We all said our goodbyes and hung up, leaving me to contemplate the trip “home.” Within seconds the phone rang again. I grabbed it and was not at all surprised to be speaking with the Vickersons. They advised me of the ferry schedule to and from Acadia, adding that I had already missed the first boat out to the island. The winter ferry schedule to Acadia did not give a passenger many options—the “early boat” departed from South Haven (a ten-minute ride from home) at seven a.m., and the “late boat” was a three p.m. departure from South Haven. Following the forty-minute cruise out, the Vickersons informed me, the boat would remain at the dock on Acadia just long enough to unload people and freight, before returning to the mainland. I thanked my landlords for the info, and told them I would find an alternate ride out, snap a load of pictures, and return on the last and only remaining ferry this evening. “Better get a wiggle on,” advised Mrs. V. “Time is of the essence.”
“What’s the rush? Remember, haste makes waste,” instructed Mr. V.
“He who hesitates is lost,” admonished Mrs. V.
“Fools rush in where angels fear to tread!”
“The early bird gets the worm!”
“Good things come to those who wait.”
“Tide and time wait for no man. And damn few women! There, top that, Henry,” Alice challenged.
“I need to deice the Duster. I’ll let you know my plans, thanks!” I wasn’t quite sure what I was thanking them for, but slammed the phone down, bolted down the stairs, yanked on my boots, and hustled to my chilly and waiting Duster. For all I knew, the old folks were still volleying proverbs. Their game used to irritate me. Now I enjoyed it, I thought as I quietly quipped, “A stitch in time, saves nine.”
My warm gloves melted the thin layer of frost on the car’s steering wheel, leaving distinct handprints at ten and two. Nothing upsets me more than waste, I reminded myself as I waited for the Duster’s defroster to clear a porthole in the windshield. I don’t mean global, all-encompassing misuse and extravagance. That does not concern me. I only pay heed to the wastefulness of which I am responsible—me, myself, and I. Perhaps a gut reaction to my very unusual childhood; my personal frugality is just that—personal. I don’t preach. I don’t boast. I don’t admire extreme economy in others. I find nothing more annoying than conversation regarding the “great deal” someone got on something following a compliment on that something, or the fuel economy of any particular hybrid automobile.
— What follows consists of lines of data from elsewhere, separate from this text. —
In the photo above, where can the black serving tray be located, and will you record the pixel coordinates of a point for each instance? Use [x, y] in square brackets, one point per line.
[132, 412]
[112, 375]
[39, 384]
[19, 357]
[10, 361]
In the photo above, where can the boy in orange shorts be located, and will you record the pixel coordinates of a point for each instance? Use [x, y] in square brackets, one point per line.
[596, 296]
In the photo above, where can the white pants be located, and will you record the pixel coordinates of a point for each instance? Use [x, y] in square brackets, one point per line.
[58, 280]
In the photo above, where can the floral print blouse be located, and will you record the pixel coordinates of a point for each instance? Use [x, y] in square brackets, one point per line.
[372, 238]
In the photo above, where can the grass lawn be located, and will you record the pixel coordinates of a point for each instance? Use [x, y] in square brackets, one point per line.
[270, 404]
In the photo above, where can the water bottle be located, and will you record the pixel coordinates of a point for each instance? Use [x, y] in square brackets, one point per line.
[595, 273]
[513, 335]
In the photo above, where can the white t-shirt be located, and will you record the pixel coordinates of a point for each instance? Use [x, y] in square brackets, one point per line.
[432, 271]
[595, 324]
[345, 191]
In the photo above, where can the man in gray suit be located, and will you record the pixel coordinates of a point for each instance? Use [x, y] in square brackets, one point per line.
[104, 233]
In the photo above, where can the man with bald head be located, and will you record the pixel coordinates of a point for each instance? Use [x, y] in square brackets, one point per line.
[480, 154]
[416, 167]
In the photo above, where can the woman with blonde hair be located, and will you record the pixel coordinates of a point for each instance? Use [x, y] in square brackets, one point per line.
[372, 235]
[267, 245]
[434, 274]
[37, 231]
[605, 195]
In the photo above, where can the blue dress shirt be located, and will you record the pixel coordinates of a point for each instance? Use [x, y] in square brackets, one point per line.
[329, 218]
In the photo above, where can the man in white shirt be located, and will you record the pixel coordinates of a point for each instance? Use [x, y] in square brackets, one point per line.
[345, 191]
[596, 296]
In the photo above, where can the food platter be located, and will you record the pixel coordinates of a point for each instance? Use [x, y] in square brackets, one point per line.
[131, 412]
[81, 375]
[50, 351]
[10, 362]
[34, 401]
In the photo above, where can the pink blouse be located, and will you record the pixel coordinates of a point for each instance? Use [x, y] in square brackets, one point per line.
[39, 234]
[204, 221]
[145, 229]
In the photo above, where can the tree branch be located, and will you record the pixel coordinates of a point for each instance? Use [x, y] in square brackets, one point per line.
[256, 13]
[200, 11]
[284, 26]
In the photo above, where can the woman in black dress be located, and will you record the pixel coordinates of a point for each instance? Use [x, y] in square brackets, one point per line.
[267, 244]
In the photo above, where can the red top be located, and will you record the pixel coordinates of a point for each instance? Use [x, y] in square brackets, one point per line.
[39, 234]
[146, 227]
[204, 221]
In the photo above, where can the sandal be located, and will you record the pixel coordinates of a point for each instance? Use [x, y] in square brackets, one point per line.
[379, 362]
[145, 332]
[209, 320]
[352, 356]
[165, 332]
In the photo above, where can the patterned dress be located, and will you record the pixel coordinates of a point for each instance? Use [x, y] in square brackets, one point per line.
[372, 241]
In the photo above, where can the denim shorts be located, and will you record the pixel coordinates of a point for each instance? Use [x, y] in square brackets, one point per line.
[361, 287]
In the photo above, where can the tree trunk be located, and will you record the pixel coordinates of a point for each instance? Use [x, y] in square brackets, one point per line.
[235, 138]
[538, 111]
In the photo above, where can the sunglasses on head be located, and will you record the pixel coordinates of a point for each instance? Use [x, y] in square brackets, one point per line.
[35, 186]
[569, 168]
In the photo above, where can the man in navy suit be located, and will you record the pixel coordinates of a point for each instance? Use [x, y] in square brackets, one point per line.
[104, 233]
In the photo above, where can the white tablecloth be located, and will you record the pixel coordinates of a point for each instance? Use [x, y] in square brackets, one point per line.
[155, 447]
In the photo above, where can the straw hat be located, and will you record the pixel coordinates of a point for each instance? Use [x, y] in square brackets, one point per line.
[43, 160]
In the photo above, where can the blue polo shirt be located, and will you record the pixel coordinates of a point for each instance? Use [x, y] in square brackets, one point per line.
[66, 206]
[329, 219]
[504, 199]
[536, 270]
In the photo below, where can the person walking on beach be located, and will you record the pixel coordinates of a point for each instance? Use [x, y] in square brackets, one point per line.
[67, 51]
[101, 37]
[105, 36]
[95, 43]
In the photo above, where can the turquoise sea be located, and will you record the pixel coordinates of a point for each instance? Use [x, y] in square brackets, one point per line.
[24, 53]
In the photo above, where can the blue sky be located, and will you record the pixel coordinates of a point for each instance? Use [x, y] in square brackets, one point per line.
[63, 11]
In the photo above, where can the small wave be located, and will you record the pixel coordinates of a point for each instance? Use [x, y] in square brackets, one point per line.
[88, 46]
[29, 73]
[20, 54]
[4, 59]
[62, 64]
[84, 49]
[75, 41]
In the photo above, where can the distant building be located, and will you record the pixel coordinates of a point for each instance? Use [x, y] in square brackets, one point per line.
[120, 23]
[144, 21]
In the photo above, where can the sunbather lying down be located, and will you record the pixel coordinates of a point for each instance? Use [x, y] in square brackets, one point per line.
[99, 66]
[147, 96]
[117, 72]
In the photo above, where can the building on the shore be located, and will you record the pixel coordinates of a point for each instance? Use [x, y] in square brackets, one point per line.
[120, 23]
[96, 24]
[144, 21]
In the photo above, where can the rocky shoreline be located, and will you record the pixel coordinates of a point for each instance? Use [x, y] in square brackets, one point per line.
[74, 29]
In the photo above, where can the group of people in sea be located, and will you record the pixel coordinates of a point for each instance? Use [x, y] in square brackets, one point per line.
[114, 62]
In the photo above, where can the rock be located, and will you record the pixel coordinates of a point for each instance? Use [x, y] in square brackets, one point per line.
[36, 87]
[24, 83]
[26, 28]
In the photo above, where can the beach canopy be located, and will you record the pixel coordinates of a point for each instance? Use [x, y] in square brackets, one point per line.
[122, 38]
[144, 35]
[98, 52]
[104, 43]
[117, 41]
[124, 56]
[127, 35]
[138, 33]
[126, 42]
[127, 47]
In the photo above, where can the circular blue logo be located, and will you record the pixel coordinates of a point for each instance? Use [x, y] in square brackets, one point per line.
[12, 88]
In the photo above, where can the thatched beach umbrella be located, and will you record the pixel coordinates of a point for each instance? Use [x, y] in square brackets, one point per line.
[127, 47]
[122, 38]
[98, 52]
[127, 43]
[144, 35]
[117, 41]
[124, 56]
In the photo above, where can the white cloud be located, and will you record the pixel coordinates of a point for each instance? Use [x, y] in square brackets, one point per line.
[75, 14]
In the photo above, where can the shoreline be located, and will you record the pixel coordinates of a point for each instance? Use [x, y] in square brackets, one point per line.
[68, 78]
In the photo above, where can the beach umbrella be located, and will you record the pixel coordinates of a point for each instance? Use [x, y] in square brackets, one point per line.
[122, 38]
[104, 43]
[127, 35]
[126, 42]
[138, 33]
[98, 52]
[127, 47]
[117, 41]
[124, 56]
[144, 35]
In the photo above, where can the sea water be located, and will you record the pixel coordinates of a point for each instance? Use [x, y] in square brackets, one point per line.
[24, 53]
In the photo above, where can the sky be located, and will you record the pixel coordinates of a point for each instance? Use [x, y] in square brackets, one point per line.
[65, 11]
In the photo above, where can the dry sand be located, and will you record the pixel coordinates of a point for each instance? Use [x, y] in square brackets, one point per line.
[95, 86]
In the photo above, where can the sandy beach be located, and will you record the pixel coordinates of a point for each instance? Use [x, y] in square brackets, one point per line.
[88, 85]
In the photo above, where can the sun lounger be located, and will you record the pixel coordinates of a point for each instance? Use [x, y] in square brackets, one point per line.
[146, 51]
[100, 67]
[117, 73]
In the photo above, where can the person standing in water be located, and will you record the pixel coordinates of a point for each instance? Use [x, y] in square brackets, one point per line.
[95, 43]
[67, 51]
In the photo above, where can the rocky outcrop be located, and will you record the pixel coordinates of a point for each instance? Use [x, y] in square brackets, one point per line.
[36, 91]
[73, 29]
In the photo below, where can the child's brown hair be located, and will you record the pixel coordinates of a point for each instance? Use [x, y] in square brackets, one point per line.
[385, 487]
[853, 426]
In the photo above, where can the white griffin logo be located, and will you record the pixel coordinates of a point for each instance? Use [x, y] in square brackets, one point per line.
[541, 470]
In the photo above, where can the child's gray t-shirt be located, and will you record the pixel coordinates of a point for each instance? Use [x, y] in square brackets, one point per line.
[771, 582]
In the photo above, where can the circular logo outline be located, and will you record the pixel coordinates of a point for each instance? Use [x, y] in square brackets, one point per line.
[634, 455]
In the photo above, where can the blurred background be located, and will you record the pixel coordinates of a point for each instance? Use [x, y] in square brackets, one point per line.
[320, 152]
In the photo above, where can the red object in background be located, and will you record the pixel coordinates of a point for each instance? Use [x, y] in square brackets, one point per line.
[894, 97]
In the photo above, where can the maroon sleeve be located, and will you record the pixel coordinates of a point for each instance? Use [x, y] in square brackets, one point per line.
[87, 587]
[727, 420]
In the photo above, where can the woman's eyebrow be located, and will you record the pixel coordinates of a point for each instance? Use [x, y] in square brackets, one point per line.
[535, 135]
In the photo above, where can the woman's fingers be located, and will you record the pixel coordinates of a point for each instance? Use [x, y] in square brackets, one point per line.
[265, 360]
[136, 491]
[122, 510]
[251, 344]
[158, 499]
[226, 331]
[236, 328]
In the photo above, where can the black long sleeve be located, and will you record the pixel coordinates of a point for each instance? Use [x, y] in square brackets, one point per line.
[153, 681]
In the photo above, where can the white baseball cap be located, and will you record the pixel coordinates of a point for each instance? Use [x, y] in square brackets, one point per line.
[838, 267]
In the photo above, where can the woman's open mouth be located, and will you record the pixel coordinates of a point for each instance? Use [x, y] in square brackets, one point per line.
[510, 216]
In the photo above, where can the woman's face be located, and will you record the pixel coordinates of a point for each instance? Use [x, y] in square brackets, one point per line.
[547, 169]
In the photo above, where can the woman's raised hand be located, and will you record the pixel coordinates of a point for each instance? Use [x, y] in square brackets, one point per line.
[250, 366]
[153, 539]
Nor do I care about membership on the Fortune 500 list, or who the top-paid athlete is at any given time. My mother’s routine of frittering away the monthly welfare check from the State of Florida in a single day, leaving us to “get creative” for the remaining thirty days to the next installment, left its mark. Not that I didn’t enjoy and look forward to the first of every month and whatever my mother had planned for us, but I knew at a very early age that my mother suffered from chronic immaturity with money. We ate and enjoyed government cheese, and the neighborhood ladies were forever dropping leftovers off for us, which sustained our family of three until I was old enough to work. I heard but didn’t agree with the same ladies’ whispered, negative opinions of how Wally and I were being raised. The ladies whose husbands worked long, hard hours, barely making ends meet, knew the value of a dollar. And I remember the look of envy in their children’s eyes each and every month when we arrived home by taxi—not the bus, a taxi—armed with gifts, souvenirs, and stories of adventure. They said we couldn’t afford such extravagance as a day at the circus. My mother said we couldn’t afford not to. I’ll never know which is true. But this morning, had I left the car running for fifteen minutes while I was on the phone, I would have been sick to my stomach.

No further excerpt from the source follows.